O Festival Nordestino de Teatro de Guaramiranga é daqueles eventos em que você se sente em casa. A cidade, os organizadores, o vinho, o papo, o frio. Uma semana subindo e descendo as escadas do mosteiro dos capuchinhos para ver e fazer teatro. As análises da Mostra Nordeste ficaram a cargo de Luis Alonso Aude, Wilson Coêlho e Makarios Maia Barbosa – provocadores contumazes. O espetáculo Velhos caem do céu como canivetes conseguiu se apertar no aconchegante Teatrinho Rachel de Queiroz, e tivemos uma apresentação integra, para um público que entupiu a casa, e riu muito além da conta colhida nas vinte e oito apresentações anteriores. A ovação final é suspeita, porque o público de Guaramiranga é sempre generoso com os espetáculos que por lá passam. Contudo, nos encheu de alegria e satisfação, pois confirmamos que o diálogo entre espetáculo e plateia também se estabelece fora do Maranhão. O debate aconteceu logo após a apresentação, porque Jorge e Cláudio retornariam na manhã seguinte, horário do debate. O fato, não permitindo que os debatedores tivessem a chance de se debruçar, como vinha acontecendo anteriormente, gerou comentários espontâneos e virginais. Vivências: o encontro com Abimaelsom, Dane, Pryscilla, Henrique, Silmara, Bruna, Rogério, Carlos; conhecer Quitéria, Adriano, Tiago, Vanéssia, Felipe, Astier; assistir a Fogo, Jacy e BR Trans; rir com a parada de rua; comer chocolate. Sou um homem de teatro, gosto disso. Gosto de imaginar que algo no mundo se mexe quando artistas se reúnem. Pretensão? Se vocês vissem e ouvissem o que eu vi e ouvi durante essa semana, tenho certeza que pensariam o mesmo.

Gabo no palco


Especial para o Jornal da Paraíba
Por Tiago Germano
13/09/2014

Na quinta-feira, o JORNAL DA PARAÍBA assistiu à montagem de Velhos Caem do Céu Como Canivetes, espetáculo da Pequena Companhia de Teatro, de São Luís do Maranhão. O espetáculo tem direção de Marcelo Flecha e é livremente adaptado do conto ‘Um senhor muito velho com umas asas enormes’, de Gabriel García Márquez, escritor que morreu no mês de abril.

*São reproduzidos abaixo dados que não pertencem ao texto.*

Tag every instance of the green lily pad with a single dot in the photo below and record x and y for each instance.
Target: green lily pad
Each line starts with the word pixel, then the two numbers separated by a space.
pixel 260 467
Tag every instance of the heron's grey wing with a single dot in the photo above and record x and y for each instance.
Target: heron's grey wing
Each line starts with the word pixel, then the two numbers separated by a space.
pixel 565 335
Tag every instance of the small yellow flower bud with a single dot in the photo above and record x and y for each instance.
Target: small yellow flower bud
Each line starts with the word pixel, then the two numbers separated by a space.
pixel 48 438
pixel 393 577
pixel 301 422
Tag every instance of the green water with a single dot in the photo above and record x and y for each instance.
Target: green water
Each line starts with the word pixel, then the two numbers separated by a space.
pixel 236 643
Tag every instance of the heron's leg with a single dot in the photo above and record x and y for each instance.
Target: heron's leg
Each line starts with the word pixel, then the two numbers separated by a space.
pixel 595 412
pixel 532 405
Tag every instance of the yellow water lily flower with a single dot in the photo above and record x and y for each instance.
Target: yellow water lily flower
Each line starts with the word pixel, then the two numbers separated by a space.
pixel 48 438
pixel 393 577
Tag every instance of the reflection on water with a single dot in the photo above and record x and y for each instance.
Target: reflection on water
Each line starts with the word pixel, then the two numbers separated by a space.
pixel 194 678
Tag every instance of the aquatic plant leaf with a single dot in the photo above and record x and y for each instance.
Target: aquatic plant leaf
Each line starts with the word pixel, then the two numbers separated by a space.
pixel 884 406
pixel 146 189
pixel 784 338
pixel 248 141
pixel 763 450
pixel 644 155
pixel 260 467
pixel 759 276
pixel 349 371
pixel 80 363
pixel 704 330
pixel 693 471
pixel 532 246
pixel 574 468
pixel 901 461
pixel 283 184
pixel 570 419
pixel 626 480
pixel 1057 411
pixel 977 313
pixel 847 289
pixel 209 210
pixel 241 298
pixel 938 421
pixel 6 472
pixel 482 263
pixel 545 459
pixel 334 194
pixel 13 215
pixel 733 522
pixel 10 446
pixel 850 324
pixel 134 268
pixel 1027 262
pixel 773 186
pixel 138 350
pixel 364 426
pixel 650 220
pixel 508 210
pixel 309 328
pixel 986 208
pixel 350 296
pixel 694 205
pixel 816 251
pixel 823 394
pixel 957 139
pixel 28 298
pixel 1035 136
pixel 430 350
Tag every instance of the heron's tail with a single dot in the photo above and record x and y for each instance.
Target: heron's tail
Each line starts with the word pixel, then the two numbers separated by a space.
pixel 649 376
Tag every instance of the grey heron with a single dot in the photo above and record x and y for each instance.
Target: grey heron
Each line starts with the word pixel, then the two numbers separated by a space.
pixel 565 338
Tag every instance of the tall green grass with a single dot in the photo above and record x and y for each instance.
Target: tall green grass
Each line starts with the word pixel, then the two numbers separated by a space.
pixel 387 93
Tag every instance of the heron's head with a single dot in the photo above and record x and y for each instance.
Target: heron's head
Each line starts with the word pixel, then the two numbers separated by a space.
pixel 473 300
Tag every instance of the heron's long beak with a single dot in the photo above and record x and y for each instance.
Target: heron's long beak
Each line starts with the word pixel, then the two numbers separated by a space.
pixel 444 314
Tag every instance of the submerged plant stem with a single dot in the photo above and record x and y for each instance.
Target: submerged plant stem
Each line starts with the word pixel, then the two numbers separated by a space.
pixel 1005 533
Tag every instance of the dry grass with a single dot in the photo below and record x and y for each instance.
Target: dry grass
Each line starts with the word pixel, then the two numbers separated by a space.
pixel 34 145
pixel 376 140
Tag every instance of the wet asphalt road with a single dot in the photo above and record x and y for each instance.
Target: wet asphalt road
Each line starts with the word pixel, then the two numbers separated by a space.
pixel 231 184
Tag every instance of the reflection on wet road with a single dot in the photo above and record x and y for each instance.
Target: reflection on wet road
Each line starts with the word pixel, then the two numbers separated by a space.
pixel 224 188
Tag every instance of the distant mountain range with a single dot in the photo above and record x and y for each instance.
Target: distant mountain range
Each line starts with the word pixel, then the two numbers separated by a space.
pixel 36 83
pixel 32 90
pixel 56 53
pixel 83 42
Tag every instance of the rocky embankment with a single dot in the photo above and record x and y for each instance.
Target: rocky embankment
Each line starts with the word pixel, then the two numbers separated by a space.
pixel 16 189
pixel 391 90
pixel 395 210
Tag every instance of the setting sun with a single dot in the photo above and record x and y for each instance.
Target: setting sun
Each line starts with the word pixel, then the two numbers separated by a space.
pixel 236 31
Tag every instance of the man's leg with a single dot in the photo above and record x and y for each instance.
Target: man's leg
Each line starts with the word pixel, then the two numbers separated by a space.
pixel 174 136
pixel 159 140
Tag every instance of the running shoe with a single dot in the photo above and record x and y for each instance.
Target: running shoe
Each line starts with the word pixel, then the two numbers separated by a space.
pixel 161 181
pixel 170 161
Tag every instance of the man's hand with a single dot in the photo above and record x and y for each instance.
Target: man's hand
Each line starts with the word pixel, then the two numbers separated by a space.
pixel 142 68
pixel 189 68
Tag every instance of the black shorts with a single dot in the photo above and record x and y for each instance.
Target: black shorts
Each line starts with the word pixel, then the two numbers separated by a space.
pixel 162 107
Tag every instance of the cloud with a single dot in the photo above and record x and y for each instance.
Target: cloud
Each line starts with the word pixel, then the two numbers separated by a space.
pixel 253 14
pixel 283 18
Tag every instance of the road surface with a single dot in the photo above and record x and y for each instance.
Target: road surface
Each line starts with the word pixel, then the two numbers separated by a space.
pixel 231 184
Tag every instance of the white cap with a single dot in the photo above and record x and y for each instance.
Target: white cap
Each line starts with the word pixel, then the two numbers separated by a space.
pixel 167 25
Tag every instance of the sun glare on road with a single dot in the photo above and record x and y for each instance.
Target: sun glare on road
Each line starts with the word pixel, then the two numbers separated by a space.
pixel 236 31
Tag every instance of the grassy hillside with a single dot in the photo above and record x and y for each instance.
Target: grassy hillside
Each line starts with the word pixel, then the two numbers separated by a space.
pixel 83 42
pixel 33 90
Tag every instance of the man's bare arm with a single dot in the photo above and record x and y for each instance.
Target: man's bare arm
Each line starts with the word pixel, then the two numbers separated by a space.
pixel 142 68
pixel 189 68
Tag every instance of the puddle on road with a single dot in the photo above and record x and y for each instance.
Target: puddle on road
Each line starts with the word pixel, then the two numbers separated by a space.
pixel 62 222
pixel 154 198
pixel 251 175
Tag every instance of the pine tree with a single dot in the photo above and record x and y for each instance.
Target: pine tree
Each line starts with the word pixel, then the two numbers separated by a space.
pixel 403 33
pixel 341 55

Na peça, um misterioso Ser Alado cai no quintal de um Ser Humano, um catador de lixo que se instrui lendo os livros que encontra entre os resíduos deixados pelas outras pessoas. Impressiona a atuação de Jorge Choairy e sobretudo de Cláudio Marconcine, que se transfigura no papel deste Ser Humano, um homem que abandona as artes plásticas e vive na miséria, cercado pelas invenções engenhosamente inúteis que passa a produzir.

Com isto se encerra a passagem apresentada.